[EM] Exhausted vs Wasted

Blake Cretney bcretney at postmark.net
Fri Nov 17 17:55:01 PST 2000


" " <donald at mich.com (Donald E. Davison)>, on the subject of '[EM]
Exhausted vs Wasted', is quoted as:
>- - - - - - - - - - - - - - - - - - - - - - - - - - 11-16-00
>Dear Blake Cretney and List,
>
>     Exhausted votes and wasted votes are two different types of
votes.
>     Exhausted votes happen when there is not enough choices made by
the voters.
>     Wasted votes are caused by the design of election methods or by
some
>design feature like gerrymandering, thresholds, and/or some quotas.
>     Supporters of the Droop quota like to mix the two so that
everyone
>will blame the exhausted ballots for causing the wasted ballots, but
this
>is deception.
>     The best way to reveal the wasted votes of a system is to remove
the
>exhausted votes. This is done by assuming every voter has ranked every
>candidate. This should cause every vote to end up on one of the
winning
>candidates. Any votes not on winning candidates are wasted votes.
>     You wrote: "So, if everyone listed all the candidates in order,
there
>would be no exhausted votes, no matter what the quota."
>     You are corrrect to say that there will be no exhausted votes, but
the
>question of wasted votes depends on which quota is used. If the Hare
quota
>were used, there will be no wasted votes. All votes will end up on one
of
>the elected members. If the Droop quota were used, then one quota of
votes
>will be wasted, not ending up on any of the candidates.

I'm grateful to you for pointing out the distinction.  However, I wonder
if wasted votes as you define them are an important concept.  It seems
to me that after an election, people often complain either that they
wasted their vote, or that they voted one way to avoid wasting their
vote.  They are not really complaining that their vote didn't end up
assigned to a candidate.  I their actual meaning of a wasted vote is a
vote that was ineffective because it was sincere.

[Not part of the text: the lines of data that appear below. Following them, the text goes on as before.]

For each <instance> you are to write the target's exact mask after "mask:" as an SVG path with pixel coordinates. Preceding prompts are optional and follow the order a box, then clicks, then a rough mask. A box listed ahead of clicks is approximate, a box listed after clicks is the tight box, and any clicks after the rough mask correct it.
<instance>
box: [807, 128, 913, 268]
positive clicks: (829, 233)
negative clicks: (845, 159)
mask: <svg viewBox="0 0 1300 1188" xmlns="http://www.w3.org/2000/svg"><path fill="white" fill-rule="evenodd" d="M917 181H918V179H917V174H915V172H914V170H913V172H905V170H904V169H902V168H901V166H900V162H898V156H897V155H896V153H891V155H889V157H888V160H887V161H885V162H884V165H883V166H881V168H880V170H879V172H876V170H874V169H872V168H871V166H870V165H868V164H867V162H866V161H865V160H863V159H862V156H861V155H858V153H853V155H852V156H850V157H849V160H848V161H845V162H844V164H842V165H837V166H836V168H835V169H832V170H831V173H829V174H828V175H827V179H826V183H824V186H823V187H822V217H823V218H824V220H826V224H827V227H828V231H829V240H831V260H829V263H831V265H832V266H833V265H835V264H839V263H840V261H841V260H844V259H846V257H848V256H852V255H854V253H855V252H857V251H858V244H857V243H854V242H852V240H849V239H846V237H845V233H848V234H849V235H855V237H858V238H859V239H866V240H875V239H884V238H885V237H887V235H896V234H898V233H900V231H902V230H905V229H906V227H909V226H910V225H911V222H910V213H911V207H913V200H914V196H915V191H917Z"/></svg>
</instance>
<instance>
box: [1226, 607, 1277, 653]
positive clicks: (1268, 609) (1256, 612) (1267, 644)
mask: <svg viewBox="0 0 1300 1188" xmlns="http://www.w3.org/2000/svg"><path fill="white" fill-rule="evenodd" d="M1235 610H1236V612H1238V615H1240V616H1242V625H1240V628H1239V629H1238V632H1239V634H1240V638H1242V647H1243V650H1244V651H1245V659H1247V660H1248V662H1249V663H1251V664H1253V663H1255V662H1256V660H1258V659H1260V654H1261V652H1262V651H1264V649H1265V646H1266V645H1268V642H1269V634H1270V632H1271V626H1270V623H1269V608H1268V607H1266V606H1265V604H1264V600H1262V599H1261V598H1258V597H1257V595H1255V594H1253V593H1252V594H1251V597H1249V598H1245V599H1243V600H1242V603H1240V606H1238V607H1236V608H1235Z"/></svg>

Your concept of wasted votes as votes that don't end up assigned to a
candidate may be related, or it may not.  I doubt that you would claim
that assigning every vote to a winning candidate is a goal in and of
itself.  There must be another basis for the concern, but it isn't clear
what it is.

Consider the following example (3 to be elected),

30 A B C D
30 B A C D
10 D C A B
20 C D A B

Using Hare, A and B are elected.  Then, C is elected.  No votes are
wasted.  Using Droop, A and B are elected.  Then, C is elected.  So the
same result is given, but I think you would conclude that some votes are
wasted.  However, in this case, the number of wasted votes can't
indicate a worse result, since the result is the same.  It doesn't
appear then that wasted votes is a reliable indicator of the quality of
an election result.

Here's another example (3 to be elected),  I'm imagining an AB party 54%
and a CD party 46%

54 A B C D
22 C D A B
24 D C A B

Hare gives a quota of 34.  A is elected, but the AB side loses 34 votes.

20 A B C D
22 C D A B
24 D C A B

B gets eliminated.  Then, so does A.  C and D are elected.  Note that
after being eliminated AB voters have their votes assigned to C, so that
they aren't "wasted".  On the other hand, that's probably little
comfort.  

The result seems to be that a minority faction won a majority of seats. 
This happened solely because their support was more evenly divided
between the candidates.  This kept them from winning in the first round,
which kept them from being eliminated.

Notice that when the AB group won in the first round, they paid a heavy
price, in terms of the power of their votes being scaled back.  The CD
group by neither electing candidates nor having them eliminated was able
to wait until the AB voters got assigned to them.  So, when they paid
for the later seats, it was comparatively cheap, because part of the
cost was coming out of their opponents pocket.  It seems to me that
Droop tries to offset this tendency by making early seats slightly
cheaper as well.  

It also seems to me that in an example like this, the measure of wasted
votes fails utterly, because it is not much better to have your vote
assigned to your opponents than to have it thrown out.